For the length and width, we would exclude a total of gcd(L,W) cubes, the greatest common divisor of L and W. (It was much easier to visualize this by working in just two dimensions. My example was the diagonal of a 15×10 rectangle, which crossed through an edge 15+10 times, but crossed through a corner 5 times). For length and height, we exclude gcd(L,H), and for width and height, we exclude gcd(W,H). The counting formula is now:

#cubes = L + W + H – gcd(L,W) – gcd(L,H) – gcd(W,H)

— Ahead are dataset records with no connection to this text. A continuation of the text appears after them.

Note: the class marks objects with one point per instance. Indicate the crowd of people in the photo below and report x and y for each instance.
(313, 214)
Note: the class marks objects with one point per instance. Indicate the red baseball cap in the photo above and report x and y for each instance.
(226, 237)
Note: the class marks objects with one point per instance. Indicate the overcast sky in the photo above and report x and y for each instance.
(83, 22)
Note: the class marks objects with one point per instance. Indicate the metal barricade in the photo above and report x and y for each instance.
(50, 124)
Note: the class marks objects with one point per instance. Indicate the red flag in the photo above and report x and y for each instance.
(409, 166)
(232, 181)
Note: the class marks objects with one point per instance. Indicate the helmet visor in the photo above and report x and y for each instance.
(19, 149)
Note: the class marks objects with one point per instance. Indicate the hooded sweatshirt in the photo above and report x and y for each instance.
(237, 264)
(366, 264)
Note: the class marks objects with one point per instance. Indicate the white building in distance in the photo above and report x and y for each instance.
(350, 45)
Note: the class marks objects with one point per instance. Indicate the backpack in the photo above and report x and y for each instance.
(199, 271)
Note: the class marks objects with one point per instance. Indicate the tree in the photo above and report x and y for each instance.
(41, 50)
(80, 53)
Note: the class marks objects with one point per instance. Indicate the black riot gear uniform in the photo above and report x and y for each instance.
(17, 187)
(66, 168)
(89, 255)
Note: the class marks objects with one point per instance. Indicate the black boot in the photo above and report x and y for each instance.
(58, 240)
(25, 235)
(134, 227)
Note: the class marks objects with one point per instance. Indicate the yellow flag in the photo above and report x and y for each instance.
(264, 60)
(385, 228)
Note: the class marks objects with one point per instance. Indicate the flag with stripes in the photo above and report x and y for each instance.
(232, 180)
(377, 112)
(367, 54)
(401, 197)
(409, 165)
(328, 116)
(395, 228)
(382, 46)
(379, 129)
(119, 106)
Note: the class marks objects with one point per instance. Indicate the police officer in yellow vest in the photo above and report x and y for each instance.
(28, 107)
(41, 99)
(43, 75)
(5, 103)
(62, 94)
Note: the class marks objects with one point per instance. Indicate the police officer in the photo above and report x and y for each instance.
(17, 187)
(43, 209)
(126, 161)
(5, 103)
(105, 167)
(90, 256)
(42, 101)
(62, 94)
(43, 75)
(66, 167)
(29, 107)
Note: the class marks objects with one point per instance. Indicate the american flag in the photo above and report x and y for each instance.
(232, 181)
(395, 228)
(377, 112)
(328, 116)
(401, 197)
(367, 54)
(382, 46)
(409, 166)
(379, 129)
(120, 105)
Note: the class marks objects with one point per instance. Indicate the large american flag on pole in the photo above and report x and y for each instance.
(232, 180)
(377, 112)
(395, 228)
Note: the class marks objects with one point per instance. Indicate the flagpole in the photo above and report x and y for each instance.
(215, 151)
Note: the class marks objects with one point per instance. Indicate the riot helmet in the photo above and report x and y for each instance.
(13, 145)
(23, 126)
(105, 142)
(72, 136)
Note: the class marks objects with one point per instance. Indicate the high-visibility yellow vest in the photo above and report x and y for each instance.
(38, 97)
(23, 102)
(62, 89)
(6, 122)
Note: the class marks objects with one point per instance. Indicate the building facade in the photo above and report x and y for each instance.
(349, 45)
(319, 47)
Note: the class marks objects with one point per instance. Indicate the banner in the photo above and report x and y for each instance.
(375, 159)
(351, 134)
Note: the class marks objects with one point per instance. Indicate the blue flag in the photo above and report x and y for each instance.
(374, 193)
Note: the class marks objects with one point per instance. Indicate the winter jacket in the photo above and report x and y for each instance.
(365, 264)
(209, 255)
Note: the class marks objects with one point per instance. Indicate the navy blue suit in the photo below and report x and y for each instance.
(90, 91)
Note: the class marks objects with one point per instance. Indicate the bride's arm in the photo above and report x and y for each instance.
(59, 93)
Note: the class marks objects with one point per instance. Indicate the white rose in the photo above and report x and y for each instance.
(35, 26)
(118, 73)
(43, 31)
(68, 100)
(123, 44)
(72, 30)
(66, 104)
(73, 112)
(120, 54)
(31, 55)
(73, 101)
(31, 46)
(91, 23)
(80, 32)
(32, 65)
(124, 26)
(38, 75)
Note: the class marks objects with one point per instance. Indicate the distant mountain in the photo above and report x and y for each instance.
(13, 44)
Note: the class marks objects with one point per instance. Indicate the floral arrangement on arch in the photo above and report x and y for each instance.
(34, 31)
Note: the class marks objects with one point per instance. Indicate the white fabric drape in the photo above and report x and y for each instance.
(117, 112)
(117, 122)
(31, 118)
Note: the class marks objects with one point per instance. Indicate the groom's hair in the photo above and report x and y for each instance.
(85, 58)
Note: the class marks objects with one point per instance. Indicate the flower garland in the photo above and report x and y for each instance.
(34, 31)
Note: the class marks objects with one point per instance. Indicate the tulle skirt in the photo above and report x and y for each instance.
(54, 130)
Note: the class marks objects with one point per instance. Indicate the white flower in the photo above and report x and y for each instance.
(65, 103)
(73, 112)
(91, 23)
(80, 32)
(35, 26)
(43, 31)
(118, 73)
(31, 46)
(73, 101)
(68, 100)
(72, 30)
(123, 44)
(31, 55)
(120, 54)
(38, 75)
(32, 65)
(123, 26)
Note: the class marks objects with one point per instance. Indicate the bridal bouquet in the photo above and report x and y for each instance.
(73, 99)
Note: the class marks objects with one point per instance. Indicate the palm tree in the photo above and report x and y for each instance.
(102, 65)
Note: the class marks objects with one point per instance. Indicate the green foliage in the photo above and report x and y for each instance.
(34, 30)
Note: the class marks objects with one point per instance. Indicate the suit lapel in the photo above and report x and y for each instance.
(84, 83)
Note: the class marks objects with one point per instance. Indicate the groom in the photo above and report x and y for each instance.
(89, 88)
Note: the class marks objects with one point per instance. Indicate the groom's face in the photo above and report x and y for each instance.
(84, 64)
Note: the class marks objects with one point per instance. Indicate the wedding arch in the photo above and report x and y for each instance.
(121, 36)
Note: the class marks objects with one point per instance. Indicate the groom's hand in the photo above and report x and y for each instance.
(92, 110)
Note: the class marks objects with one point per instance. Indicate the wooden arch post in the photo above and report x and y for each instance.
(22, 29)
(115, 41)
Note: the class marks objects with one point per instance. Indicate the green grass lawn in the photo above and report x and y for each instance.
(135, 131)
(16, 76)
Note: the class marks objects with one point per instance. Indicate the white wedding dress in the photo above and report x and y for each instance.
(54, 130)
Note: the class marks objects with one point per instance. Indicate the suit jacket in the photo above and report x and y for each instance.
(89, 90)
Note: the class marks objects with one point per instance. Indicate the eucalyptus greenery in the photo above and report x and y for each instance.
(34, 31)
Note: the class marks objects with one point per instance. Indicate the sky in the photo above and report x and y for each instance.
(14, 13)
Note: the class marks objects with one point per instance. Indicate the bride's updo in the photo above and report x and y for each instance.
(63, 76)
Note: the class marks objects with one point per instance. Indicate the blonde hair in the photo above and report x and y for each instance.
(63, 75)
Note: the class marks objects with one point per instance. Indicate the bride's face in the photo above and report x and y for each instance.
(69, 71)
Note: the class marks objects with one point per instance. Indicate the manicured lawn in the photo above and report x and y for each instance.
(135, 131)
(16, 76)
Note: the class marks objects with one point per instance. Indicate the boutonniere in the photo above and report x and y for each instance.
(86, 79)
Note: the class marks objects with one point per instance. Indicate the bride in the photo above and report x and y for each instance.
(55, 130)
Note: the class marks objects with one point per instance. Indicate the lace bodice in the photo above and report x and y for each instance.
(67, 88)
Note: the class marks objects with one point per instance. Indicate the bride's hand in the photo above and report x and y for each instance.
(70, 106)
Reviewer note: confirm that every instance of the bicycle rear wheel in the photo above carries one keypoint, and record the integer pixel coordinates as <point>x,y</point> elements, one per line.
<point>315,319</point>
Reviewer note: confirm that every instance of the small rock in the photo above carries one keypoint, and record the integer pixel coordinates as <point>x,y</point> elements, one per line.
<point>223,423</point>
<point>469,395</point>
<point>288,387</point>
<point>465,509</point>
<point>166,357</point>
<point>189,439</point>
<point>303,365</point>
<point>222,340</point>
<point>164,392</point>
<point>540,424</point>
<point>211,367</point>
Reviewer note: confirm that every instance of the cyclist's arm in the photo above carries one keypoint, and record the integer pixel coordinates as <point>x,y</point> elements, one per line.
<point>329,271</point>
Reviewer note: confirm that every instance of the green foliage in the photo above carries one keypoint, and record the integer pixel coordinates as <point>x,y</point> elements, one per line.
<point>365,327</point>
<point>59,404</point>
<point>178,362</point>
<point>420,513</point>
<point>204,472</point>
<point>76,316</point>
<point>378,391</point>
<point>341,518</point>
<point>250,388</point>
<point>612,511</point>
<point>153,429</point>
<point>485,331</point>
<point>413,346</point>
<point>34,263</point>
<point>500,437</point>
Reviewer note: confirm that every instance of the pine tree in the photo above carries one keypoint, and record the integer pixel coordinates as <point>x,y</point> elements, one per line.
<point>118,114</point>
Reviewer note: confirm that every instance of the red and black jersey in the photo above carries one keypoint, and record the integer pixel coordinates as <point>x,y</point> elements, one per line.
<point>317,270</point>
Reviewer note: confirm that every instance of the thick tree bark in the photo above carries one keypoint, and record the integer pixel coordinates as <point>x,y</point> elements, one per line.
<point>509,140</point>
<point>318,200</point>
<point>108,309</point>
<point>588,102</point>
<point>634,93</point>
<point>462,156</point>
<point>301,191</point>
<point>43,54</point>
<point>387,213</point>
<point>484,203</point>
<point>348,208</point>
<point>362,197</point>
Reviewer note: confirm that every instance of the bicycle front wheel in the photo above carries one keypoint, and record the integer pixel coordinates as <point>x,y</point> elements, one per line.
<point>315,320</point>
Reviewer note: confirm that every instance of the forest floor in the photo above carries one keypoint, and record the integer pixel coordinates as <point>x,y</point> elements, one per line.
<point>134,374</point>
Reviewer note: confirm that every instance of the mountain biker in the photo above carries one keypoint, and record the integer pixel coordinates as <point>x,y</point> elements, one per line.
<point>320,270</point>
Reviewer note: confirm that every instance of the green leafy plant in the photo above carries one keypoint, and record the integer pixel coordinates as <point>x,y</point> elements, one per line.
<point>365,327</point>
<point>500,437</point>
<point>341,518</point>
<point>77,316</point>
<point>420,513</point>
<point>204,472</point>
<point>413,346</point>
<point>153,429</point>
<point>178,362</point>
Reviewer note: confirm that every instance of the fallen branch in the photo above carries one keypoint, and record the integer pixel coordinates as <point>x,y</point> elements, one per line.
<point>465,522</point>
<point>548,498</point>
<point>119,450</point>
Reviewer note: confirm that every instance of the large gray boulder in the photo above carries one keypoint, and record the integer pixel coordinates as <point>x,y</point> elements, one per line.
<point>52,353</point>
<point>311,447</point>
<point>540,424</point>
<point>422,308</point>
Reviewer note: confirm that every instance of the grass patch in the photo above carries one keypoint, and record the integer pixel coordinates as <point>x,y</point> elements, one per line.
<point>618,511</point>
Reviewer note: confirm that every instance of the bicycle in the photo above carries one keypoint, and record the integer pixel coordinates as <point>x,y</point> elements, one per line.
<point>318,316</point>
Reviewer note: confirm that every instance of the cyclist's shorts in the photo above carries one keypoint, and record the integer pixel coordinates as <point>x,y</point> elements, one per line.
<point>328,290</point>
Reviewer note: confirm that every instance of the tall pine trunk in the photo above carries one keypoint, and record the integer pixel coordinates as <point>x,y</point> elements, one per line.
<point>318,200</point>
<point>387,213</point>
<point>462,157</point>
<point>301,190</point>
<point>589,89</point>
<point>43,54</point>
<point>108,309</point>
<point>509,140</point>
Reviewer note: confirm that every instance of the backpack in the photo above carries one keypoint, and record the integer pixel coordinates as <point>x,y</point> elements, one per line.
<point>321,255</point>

When the diagonal passes through a vertex (an intersection of three planes), it accounts for one unit cube. So far, we’ve included this cube 3 times (one for each of L, W, and H) and excluded it 3 timed (once for each of the gcd functions), so we need to include it in the count again. The diagonal will do this a total of gcd(L,W,H) times, so we end up with our final count:

#cubes = L + W + H – gcd(L,W) – gcd(L,H) – gcd(W,H) + gcd(L,W,H)

@Jimmy Anders: I’m not sure if this is all that much simpler than what you reasoned, it sure looks like you understand the idea in much the same way I did, except for considering the edge/corner cubes (your “-2” and “-1″ factors” earlier on, rather than excluding them later.

Bobo The Bear| PUZZLE MASTER | Profile June 11th, 2010 - 9:19 amSorry about the inadvertent “auto-smiley” there.

Yehuda Groden| Profile September 15th, 2010 - 4:19 pm#cubes = 375 + 324 + 150 – 0 – 72 – 3 – 6 = 768 cubes

deepside0058| Profile March 12th, 2011 - 7:01 ambukas na lang ako sasagot!!